Home / Industry / Human-resource /  Four years of Modi govt: Labour reforms slow down despite policy revamp

New Delhi: Soon after the Narendra Modi government came to power in May 2014, labour reforms assumed critical significance and the government took some remarkable steps to aid the ease of doing business initiative.

In the first two years itself, the National Democratic Alliance (NDA) partially removed the arbitrary inspection system (the so-called Inspector Raj), allowed firms to file one self-certified return for a clutch of laws, implemented employees provident fund (EPF) number portability, and initiated moves to make EPF and National Pension System alternative social security schemes for organized sector employees.

The government’s announcement of its intention to consolidate 44 labour laws into four broad codes was touted as the best labour reform initiative in years.

Then came the amendment to allow six months of maternity leave to women employees to help them return to work and improve women labour force participation rate and the amendment to the apprentice law allowing more young students to get trained on the shop floor.

However, labour reform has slowed down in the last two years, a development that experts label as a damage control move to curb the anger of workers against the government.

“Labour reform has slowed but the government did take some important moves. The six months of maternity leave and fixed term employment for all sectors are big moves," said a senior labour ministry official.

“On a scale of 1-10, I will give 6 to the government on labour reforms," said Shankar Aggarwal, a former secretary at the Union labour and employment ministry.

“If you look at the government’s achievements in the past four years, labour reform initiatives cannot be ignored. But most of them happened in the first couple of years after which it just slowed down," said Aggarwal.

EPF reforms, permission for fixed-term employment in all sectors and the amendment to child labour law are perhaps the most striking initiatives, he said.

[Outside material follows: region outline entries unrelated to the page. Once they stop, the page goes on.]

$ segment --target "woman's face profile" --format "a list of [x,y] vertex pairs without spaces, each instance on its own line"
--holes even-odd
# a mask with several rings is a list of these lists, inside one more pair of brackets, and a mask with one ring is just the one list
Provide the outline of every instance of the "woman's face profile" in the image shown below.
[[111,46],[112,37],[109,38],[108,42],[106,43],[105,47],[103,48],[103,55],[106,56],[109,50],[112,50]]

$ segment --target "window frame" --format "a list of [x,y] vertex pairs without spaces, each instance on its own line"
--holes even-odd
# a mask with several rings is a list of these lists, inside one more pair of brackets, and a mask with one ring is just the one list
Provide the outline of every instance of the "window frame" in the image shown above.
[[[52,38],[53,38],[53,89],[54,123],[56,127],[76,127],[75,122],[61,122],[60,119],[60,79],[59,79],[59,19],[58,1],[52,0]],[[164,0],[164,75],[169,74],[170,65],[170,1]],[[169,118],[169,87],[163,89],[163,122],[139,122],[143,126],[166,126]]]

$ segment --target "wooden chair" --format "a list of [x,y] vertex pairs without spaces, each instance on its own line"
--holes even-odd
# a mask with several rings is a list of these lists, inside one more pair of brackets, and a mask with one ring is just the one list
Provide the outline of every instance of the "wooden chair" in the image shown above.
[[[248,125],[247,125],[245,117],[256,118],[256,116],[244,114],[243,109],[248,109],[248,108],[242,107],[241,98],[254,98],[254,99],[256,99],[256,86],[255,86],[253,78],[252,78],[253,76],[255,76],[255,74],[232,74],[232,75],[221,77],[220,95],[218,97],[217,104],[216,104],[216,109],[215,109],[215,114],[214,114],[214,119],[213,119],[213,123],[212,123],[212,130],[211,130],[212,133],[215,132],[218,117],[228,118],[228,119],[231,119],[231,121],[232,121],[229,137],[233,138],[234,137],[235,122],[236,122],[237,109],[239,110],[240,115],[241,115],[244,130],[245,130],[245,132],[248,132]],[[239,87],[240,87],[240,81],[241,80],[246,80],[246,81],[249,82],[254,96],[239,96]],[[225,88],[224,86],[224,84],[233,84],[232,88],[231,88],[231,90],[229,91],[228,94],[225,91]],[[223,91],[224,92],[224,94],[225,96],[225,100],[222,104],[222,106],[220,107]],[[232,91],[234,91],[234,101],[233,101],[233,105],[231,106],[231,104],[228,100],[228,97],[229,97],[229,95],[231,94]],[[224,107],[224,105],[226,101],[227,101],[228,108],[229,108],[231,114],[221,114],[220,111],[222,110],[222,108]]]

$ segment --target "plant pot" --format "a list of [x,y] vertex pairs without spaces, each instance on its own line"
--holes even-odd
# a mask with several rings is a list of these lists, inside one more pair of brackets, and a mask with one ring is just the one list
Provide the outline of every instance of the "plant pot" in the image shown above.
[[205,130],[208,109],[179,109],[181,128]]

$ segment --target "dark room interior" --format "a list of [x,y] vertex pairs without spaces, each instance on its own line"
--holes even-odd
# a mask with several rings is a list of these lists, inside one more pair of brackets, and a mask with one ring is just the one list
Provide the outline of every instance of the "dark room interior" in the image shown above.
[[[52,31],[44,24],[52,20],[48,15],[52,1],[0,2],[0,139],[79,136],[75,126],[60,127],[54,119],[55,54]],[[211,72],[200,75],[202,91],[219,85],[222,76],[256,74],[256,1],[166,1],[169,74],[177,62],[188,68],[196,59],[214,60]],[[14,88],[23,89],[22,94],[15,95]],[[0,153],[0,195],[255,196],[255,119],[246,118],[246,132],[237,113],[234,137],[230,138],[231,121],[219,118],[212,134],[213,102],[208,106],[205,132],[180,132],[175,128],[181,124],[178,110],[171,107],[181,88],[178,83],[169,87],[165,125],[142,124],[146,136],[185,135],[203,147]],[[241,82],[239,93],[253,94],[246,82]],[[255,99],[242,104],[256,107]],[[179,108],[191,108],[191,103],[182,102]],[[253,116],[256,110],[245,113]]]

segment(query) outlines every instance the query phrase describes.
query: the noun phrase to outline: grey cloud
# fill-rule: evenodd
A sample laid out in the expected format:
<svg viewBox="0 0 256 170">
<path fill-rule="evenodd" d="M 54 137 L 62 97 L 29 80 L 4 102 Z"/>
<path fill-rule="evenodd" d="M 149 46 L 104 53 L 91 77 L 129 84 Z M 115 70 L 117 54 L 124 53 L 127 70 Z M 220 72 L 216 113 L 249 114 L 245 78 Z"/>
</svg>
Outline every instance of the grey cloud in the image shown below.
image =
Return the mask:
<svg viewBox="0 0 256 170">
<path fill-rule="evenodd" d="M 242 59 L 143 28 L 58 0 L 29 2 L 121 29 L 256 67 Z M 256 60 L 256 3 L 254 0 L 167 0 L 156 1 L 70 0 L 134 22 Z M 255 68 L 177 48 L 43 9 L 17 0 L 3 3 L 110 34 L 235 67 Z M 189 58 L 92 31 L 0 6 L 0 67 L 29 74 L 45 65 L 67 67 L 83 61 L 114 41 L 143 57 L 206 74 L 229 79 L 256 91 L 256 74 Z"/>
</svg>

There are perhaps three key reasons why labour reforms slowed down. First, the government was seen as pro-industry and anti-worker, inviting criticism from all the trade unions, including the Rashtriya Swayamsevak Sangh (RSS) affiliate Bharatiya Mazdoor Sangh (BMS), explained a second labour ministry official.

Second, labour reform was pushed to the back seat to clear key financial reforms like the goods and services tax (GST) as the government could not have otherwise created a conducive atmosphere for passage of GST.

Third, when there are not enough jobs, creating an atmosphere of mistrust among workers would have been electorally negative, explained the official.

“Politics is the art of the possible…but government did slow down on labour reform. I don’t know why, but government could have done much better in the first three years itself," said Aggarwal.

The Industrial Disputes Act could have been amended to improve ease of doing business, the legislative reform of EPF is long overdue and delay in implementation of the labour code will streamline reforms, he said.

For the last four years, the Union government’s sole agenda was to benefit industry, said A.K. Padmanabhan, president of the Centre of Indian Trade Unions. “Workers are not a priority of the government and any attempt to say that the government is serious about the welfare of employees is only guile," he said.